The top row. He is at the top row now, and he looks back at the wide screen which is replaying a moment again (it is always replaying that moment [isn't it?]). He stands there for a moment, just stands there at the top of the stairs, looking downward and out. Beneath, the Sleepers are asleep: somebody coughs, somebody else shifts. There is such a quality of silence hushed around the film and the music playing for the dancing girls and Serafíne laughing and Adam going Sera.

There at the top of the theatre room he is a tall, gangling gawk of a man, hunched just a little as if he is often bent over a book or a desk, which he is. But there is a certain absorbant quality to his eyes; isn't there?
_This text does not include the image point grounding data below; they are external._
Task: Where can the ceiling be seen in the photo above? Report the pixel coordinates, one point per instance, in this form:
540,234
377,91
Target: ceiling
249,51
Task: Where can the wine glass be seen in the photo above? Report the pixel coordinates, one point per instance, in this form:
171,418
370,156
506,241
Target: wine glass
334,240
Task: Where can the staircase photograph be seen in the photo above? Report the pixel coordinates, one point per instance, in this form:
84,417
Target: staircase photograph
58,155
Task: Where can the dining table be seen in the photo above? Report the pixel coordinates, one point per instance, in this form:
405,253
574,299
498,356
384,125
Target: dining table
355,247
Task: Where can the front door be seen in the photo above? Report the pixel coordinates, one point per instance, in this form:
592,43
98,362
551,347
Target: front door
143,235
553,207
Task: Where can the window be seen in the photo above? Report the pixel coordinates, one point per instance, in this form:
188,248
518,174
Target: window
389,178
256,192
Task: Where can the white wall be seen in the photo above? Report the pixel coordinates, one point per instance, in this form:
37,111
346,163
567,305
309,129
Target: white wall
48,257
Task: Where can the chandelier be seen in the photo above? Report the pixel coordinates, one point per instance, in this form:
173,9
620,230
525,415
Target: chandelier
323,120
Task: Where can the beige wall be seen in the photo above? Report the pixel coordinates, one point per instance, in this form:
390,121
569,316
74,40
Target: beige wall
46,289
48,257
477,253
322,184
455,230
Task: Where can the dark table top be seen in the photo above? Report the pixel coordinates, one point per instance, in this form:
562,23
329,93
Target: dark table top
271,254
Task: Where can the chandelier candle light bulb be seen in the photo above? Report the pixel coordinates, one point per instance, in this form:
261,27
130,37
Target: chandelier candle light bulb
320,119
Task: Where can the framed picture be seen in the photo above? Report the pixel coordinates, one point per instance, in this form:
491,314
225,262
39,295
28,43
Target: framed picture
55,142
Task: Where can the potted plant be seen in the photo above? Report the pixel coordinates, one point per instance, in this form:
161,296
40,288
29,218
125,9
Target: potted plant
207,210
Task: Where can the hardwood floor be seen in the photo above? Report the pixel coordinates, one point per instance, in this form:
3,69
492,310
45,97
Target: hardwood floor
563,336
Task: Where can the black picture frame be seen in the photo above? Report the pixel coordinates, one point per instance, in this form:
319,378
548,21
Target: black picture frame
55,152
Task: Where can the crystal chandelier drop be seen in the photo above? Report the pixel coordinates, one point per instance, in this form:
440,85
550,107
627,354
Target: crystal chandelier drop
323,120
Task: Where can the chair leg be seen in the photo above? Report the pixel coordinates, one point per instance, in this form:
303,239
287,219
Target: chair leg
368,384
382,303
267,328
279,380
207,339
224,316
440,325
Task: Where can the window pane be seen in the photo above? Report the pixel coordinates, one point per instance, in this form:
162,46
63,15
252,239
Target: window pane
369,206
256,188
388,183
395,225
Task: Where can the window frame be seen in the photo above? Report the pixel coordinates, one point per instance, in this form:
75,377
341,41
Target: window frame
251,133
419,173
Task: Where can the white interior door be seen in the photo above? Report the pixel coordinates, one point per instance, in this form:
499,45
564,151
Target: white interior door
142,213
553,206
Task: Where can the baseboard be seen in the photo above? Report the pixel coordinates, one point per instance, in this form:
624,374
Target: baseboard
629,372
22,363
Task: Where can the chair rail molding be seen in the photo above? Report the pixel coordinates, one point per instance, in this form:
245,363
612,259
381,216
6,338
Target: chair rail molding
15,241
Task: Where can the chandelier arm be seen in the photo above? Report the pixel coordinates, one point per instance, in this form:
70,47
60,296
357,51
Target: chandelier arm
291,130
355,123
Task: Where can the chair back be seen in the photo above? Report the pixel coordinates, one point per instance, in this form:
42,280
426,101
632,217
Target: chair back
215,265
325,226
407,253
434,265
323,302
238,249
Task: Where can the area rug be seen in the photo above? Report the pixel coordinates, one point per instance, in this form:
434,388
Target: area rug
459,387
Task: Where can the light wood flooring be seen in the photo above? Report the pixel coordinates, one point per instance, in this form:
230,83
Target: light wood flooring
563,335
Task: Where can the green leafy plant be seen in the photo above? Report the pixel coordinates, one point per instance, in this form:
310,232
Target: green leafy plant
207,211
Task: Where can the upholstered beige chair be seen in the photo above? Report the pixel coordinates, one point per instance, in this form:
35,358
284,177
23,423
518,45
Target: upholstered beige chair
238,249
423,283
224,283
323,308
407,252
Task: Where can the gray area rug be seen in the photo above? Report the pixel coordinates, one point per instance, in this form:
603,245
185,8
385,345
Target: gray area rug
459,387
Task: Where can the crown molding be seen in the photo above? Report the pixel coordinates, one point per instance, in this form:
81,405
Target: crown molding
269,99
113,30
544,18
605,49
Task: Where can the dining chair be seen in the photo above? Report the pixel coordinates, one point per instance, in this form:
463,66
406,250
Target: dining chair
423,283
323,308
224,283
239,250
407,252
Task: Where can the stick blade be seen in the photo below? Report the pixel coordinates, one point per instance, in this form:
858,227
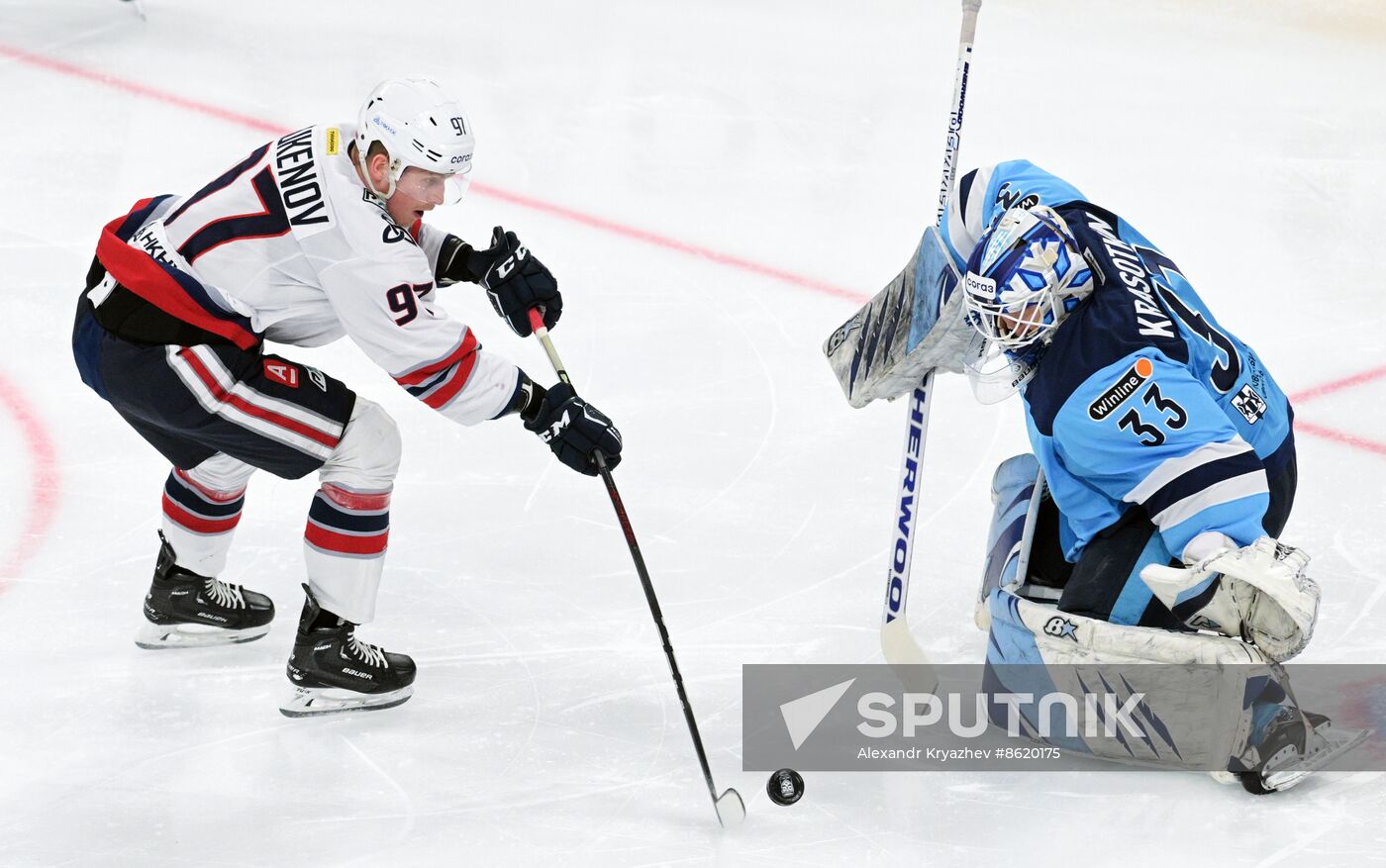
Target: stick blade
731,810
900,649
As he watches, his envious lashes cutting against the theatre's gloom. The gloom makes everybody inside the theatre into nothing but suggestion. The moment passes, and he takes a deep breath, turning again to the Cultist.

Sidling, awkwardly, without grace, down the row towards her. "Serafíne; snap snap, come on, stop it. I don't wish to have dejavu."